2. Choosing your guests

Invite an interesting mix of people. As a rule of thumb, 50 per cent of your guests should already know each other. A mix of relatives, colleagues, friends and neighbours is ideal. It is a fatal mistake to invite too many distinguished or extrovert guests. The more important the guest, the larger the audience needed. And no more than two ‘stars’ at any party guarantees success.

3. Keep it simple

The host who goes in for too elaborate a show will not only exhaust himself, but also embarrass the guests who remember their own more modest efforts. The food, which should be plentiful, can be simple, and restricted to items that can be eaten with a fork or the fingers. Drinks need not be elaborate.

Have more plates, cutlery and glasses than you imagine can possibly be used. Do not use paper plates and plastic glasses. Borrow or hire china, cutlery, glass and table linen. Do not plan a schedule of games or entertainments. Children, unless the guests are relatives or very close friends, should be out of the way for evening occasions.

Guests will be expected to leave some time after 11 pm. Serving coffee at this time will help to bridge that gap when guests are uncertain whether they should leave.

4. Time to say goodbye

Whether it’s mince pies and coffee, cocktails, or a formal dinner — if you are a guest, it is always important to know when to leave a party. If you are asked for coffee at 11 a.m., you must leave by noon. If you are asked to lunch at 1 p.m., you leave by 2.30 p.m.

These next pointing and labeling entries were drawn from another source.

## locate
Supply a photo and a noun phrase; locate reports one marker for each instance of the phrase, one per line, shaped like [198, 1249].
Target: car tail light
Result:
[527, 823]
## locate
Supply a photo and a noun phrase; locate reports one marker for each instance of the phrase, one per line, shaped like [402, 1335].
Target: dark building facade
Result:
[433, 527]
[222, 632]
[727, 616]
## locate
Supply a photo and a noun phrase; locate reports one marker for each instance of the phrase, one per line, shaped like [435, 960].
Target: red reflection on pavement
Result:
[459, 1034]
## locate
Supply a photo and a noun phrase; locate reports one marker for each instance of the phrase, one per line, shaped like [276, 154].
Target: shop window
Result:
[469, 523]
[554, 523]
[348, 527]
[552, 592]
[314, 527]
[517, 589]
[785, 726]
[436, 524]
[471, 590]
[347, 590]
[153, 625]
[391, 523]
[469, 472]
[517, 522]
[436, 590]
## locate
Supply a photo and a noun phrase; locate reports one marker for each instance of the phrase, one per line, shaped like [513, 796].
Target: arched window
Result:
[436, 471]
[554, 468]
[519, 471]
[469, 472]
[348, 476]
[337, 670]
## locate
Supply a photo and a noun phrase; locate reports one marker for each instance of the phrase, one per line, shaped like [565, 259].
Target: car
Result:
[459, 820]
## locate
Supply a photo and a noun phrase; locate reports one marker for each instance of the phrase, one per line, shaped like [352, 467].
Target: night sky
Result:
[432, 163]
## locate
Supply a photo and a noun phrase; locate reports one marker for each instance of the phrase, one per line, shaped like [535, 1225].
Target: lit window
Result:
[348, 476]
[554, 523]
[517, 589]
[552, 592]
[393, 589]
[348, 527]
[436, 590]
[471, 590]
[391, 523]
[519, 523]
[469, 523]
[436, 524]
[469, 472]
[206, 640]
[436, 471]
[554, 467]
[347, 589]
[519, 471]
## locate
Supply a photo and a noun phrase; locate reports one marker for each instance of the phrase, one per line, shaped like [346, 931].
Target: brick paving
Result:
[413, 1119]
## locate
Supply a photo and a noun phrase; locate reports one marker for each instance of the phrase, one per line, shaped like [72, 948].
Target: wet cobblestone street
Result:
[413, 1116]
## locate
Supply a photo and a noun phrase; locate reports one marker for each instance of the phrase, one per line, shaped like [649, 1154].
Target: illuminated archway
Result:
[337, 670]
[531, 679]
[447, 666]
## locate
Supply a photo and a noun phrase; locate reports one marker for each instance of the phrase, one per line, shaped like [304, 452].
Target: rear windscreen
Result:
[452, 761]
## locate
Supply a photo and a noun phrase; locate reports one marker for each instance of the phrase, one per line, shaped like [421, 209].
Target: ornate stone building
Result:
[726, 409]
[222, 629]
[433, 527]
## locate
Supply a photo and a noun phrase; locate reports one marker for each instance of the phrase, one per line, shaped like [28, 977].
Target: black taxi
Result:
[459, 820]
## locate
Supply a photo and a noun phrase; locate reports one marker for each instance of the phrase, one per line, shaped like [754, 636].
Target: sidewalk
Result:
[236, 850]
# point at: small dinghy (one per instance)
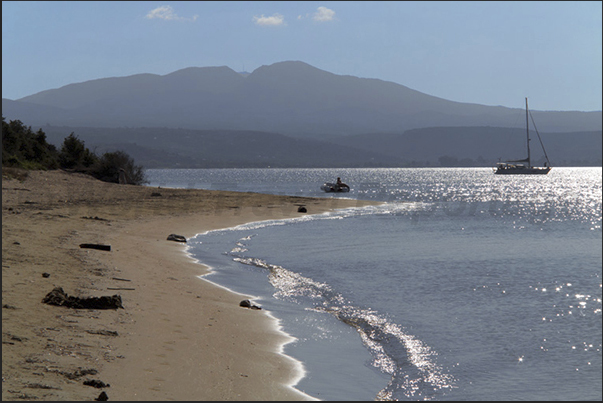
(334, 187)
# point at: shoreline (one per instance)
(175, 339)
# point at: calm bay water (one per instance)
(464, 285)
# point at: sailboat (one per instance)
(524, 167)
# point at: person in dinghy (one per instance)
(341, 185)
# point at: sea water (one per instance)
(463, 285)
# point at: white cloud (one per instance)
(167, 13)
(323, 14)
(275, 20)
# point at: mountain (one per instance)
(291, 98)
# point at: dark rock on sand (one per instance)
(176, 238)
(96, 246)
(102, 397)
(247, 304)
(58, 297)
(95, 383)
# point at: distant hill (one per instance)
(291, 114)
(468, 146)
(291, 98)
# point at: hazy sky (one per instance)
(491, 53)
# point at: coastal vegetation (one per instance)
(23, 148)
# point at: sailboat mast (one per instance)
(528, 134)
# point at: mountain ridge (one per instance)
(290, 97)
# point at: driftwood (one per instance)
(247, 304)
(60, 298)
(177, 238)
(95, 246)
(95, 383)
(102, 397)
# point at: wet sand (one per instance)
(177, 338)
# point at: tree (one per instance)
(110, 164)
(23, 148)
(74, 154)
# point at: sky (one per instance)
(482, 52)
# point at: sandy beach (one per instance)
(177, 337)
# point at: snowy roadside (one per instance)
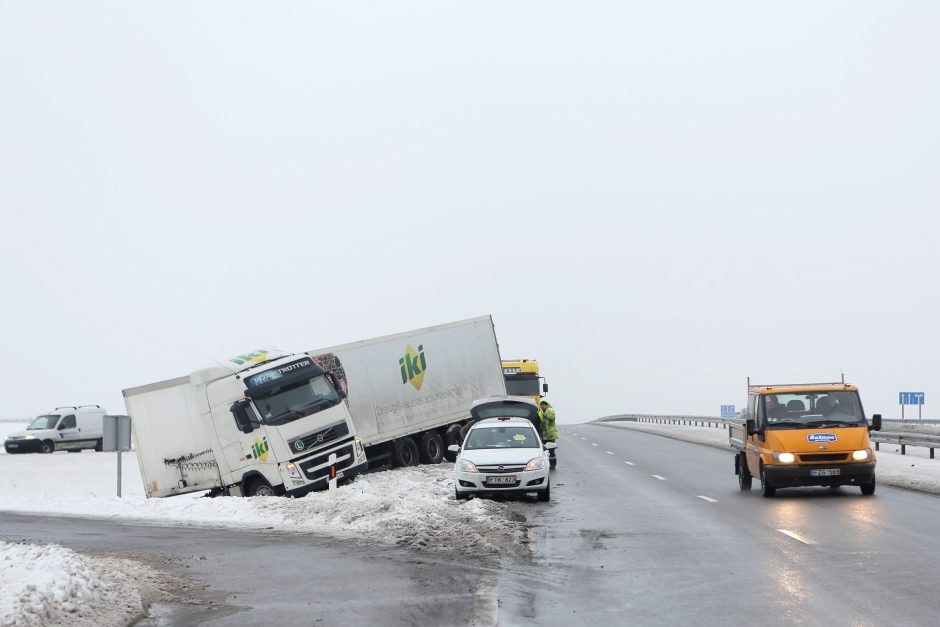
(413, 508)
(913, 471)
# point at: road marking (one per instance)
(795, 536)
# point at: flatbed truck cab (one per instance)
(805, 435)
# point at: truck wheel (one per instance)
(451, 436)
(744, 474)
(765, 488)
(406, 452)
(260, 487)
(432, 447)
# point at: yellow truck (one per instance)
(522, 378)
(813, 434)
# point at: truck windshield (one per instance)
(299, 400)
(44, 422)
(522, 386)
(808, 410)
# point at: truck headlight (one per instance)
(536, 464)
(465, 465)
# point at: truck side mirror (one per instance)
(242, 420)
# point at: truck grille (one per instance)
(824, 457)
(313, 440)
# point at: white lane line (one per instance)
(795, 536)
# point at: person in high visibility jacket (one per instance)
(549, 430)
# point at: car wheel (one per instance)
(406, 452)
(260, 487)
(432, 447)
(744, 474)
(765, 489)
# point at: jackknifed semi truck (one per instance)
(410, 393)
(259, 424)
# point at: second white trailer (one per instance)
(410, 393)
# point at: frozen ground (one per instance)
(52, 585)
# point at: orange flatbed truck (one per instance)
(813, 434)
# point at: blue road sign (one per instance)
(910, 398)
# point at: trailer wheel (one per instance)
(744, 474)
(432, 447)
(260, 487)
(451, 436)
(406, 452)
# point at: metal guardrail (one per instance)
(736, 429)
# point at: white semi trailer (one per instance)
(260, 424)
(410, 393)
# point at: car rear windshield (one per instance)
(502, 437)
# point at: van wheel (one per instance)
(765, 488)
(744, 474)
(432, 447)
(406, 452)
(260, 487)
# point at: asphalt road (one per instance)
(641, 529)
(648, 530)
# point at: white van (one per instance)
(70, 428)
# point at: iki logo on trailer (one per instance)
(259, 450)
(413, 366)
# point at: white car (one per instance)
(502, 455)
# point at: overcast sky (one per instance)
(656, 200)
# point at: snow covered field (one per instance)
(52, 585)
(415, 507)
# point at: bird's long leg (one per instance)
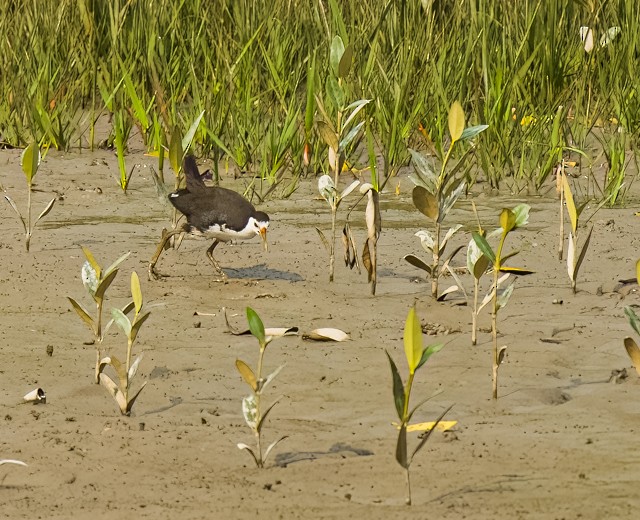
(152, 274)
(216, 265)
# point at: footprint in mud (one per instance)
(340, 448)
(551, 396)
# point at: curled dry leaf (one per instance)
(634, 353)
(326, 334)
(12, 461)
(274, 332)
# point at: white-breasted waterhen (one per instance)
(212, 212)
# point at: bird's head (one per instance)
(261, 223)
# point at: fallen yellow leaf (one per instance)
(443, 426)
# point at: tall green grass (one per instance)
(157, 64)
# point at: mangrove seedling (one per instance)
(96, 281)
(508, 222)
(575, 255)
(434, 195)
(253, 409)
(629, 343)
(477, 264)
(30, 163)
(417, 355)
(339, 135)
(126, 371)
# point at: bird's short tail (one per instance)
(192, 174)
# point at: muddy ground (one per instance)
(560, 442)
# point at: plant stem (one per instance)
(28, 231)
(332, 249)
(474, 314)
(561, 242)
(436, 263)
(258, 393)
(98, 340)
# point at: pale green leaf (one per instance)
(456, 121)
(413, 340)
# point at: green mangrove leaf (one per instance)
(247, 374)
(255, 325)
(92, 262)
(175, 151)
(634, 320)
(30, 162)
(426, 240)
(136, 292)
(126, 310)
(328, 134)
(327, 189)
(505, 294)
(583, 252)
(480, 267)
(398, 388)
(456, 121)
(104, 284)
(15, 208)
(351, 135)
(571, 205)
(521, 211)
(451, 198)
(335, 55)
(89, 278)
(270, 378)
(401, 447)
(137, 323)
(188, 137)
(515, 270)
(355, 108)
(119, 369)
(507, 220)
(335, 93)
(416, 262)
(609, 35)
(428, 352)
(344, 65)
(326, 334)
(452, 231)
(83, 314)
(472, 131)
(250, 411)
(121, 321)
(426, 176)
(634, 353)
(413, 340)
(265, 415)
(116, 264)
(425, 202)
(349, 189)
(448, 290)
(46, 210)
(484, 247)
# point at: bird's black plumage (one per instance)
(214, 212)
(206, 206)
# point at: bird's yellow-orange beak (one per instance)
(263, 235)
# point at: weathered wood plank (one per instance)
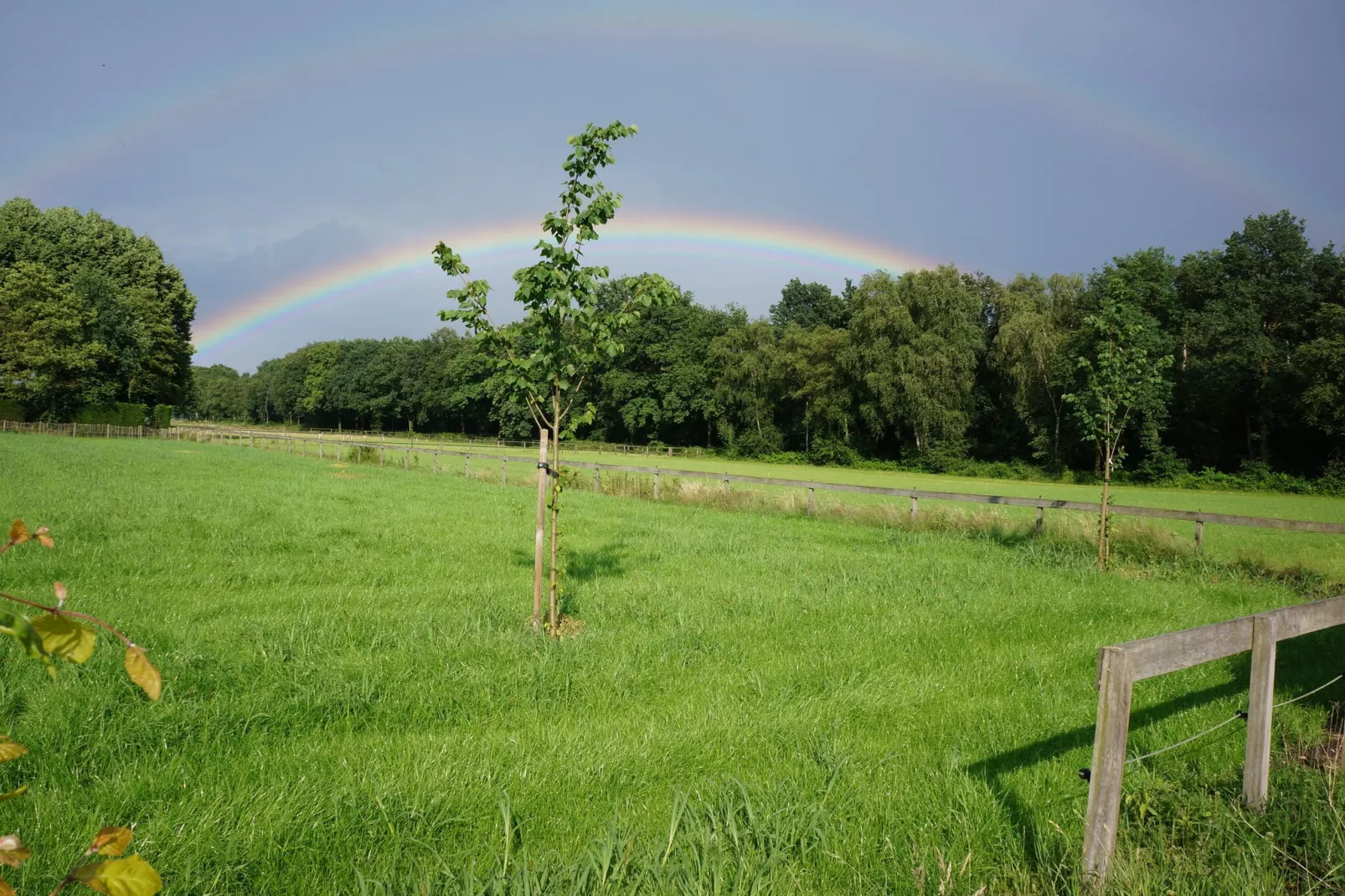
(1291, 622)
(1109, 763)
(1162, 654)
(1260, 703)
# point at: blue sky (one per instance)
(264, 142)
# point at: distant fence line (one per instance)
(412, 437)
(237, 436)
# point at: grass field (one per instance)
(1229, 543)
(756, 701)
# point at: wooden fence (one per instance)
(106, 430)
(1198, 518)
(322, 445)
(1119, 667)
(395, 437)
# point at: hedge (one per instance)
(120, 415)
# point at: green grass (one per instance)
(1229, 543)
(353, 701)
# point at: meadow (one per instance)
(752, 701)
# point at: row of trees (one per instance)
(90, 315)
(928, 366)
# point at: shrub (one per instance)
(120, 415)
(361, 455)
(11, 409)
(832, 452)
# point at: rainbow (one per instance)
(1203, 155)
(665, 234)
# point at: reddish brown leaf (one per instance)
(143, 672)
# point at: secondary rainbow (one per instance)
(1203, 155)
(816, 250)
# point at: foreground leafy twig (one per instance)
(59, 634)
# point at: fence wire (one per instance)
(1229, 720)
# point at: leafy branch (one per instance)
(62, 634)
(546, 358)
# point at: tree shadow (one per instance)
(1302, 663)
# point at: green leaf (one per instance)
(64, 636)
(131, 876)
(18, 627)
(10, 749)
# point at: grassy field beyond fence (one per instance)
(354, 704)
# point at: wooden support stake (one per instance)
(1116, 683)
(539, 552)
(1260, 705)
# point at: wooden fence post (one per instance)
(541, 526)
(1260, 705)
(1116, 683)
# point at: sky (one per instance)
(299, 160)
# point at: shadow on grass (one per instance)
(583, 565)
(1302, 663)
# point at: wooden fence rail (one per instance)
(1119, 667)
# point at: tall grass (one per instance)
(757, 700)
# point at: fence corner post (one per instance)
(1116, 683)
(1260, 701)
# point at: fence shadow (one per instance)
(1302, 663)
(583, 565)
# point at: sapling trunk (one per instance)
(1102, 523)
(556, 503)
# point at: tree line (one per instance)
(90, 317)
(928, 368)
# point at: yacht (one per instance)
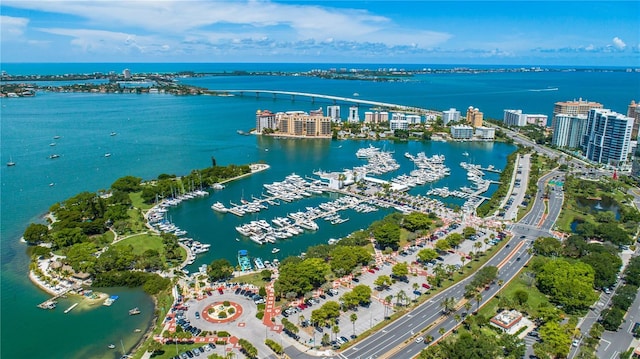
(219, 207)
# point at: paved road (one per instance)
(512, 257)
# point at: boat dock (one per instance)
(51, 303)
(70, 308)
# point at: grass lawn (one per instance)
(535, 297)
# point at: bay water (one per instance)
(170, 134)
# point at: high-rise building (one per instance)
(451, 115)
(461, 132)
(474, 117)
(353, 114)
(333, 112)
(265, 119)
(514, 118)
(575, 107)
(633, 111)
(607, 139)
(398, 124)
(569, 130)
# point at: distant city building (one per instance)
(514, 118)
(265, 119)
(398, 124)
(461, 132)
(474, 117)
(607, 139)
(333, 112)
(575, 107)
(294, 123)
(376, 117)
(633, 111)
(538, 120)
(353, 114)
(635, 164)
(569, 130)
(485, 133)
(414, 119)
(451, 115)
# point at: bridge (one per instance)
(313, 96)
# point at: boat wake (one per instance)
(542, 90)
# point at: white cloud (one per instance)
(246, 20)
(618, 43)
(12, 28)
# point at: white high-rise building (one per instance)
(607, 139)
(569, 130)
(333, 112)
(451, 115)
(353, 114)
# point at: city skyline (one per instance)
(430, 32)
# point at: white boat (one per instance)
(219, 207)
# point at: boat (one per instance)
(219, 207)
(110, 300)
(70, 308)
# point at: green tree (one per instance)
(36, 233)
(400, 270)
(219, 269)
(568, 284)
(427, 254)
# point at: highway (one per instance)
(331, 97)
(396, 340)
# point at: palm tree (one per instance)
(467, 306)
(353, 317)
(478, 298)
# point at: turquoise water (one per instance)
(167, 134)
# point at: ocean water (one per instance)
(169, 134)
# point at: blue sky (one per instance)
(574, 33)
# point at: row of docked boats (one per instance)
(378, 162)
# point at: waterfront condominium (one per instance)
(451, 115)
(301, 124)
(517, 118)
(333, 112)
(474, 117)
(569, 130)
(633, 111)
(607, 139)
(575, 107)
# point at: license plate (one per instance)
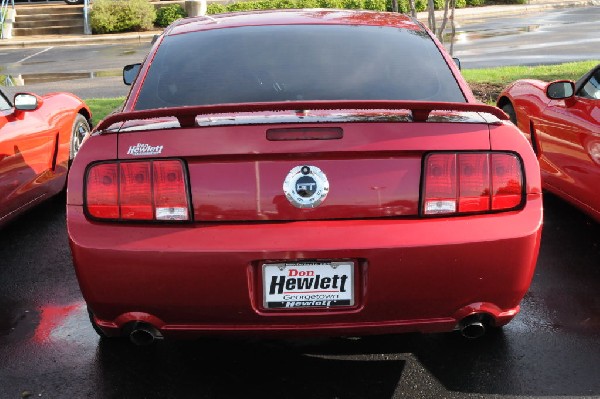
(308, 285)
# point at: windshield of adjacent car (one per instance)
(4, 104)
(297, 63)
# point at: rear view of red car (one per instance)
(302, 172)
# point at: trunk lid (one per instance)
(371, 164)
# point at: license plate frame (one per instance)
(308, 285)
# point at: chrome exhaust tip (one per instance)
(143, 334)
(473, 327)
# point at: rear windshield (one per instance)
(297, 63)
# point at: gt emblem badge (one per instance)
(306, 186)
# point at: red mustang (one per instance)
(302, 172)
(562, 121)
(39, 137)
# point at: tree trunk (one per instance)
(431, 17)
(413, 9)
(440, 32)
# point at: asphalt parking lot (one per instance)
(48, 348)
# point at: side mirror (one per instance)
(130, 73)
(27, 102)
(457, 62)
(560, 90)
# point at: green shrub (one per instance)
(166, 15)
(216, 8)
(354, 4)
(109, 16)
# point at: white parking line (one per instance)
(33, 55)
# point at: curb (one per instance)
(463, 14)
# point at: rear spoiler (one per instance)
(186, 116)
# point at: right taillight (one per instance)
(470, 182)
(153, 190)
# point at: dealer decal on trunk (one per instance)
(297, 285)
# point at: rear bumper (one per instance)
(411, 275)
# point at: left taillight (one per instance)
(460, 183)
(153, 190)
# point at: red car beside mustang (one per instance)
(302, 172)
(39, 137)
(562, 121)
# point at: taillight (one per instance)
(145, 190)
(458, 183)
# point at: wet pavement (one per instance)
(48, 348)
(551, 37)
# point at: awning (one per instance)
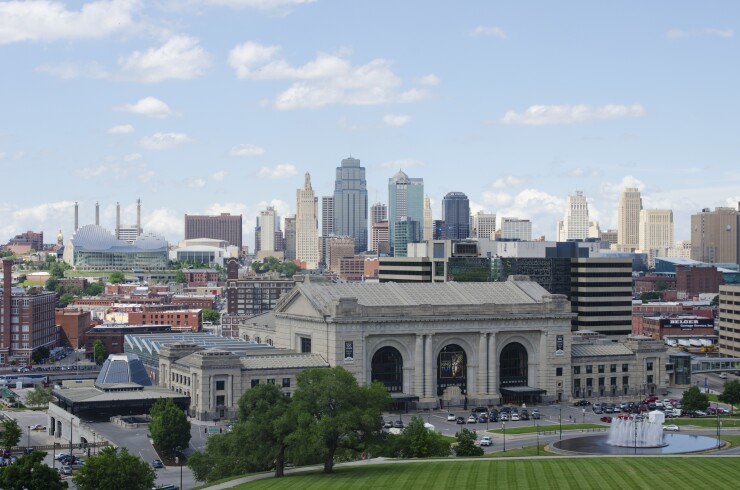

If you are invited for a drink at 6 p.m., you leave about 7.30 p.m. If you are asked to dinner at 8 p.m., you leave at 10.30 p.m. If you are asked in after dinner, leave by 10.30 p.m., unless you are pressed to stay.

5. How to be the ideal guest

The golden rule for any guest is punctuality. It is never smart to arrive late or more than a few minutes early. When being introduced, it is important to smile and look each new person in the eye. It is then good manners to start a conversation once introduced. Guests are expected to eat what is put in front of them. If you are on a strict diet, it is better not to accept a dinner invitation. It is almost always wrong to ask if you can bring someone else to a party. A gift of flowers, chocolates or a book for your host is always greatly appreciated. On leaving, a guest should thank profusely for being entertained. If you do not drink alcohol, just say: “No thank you.” But if you do drink alcohol, know your limit and stop there.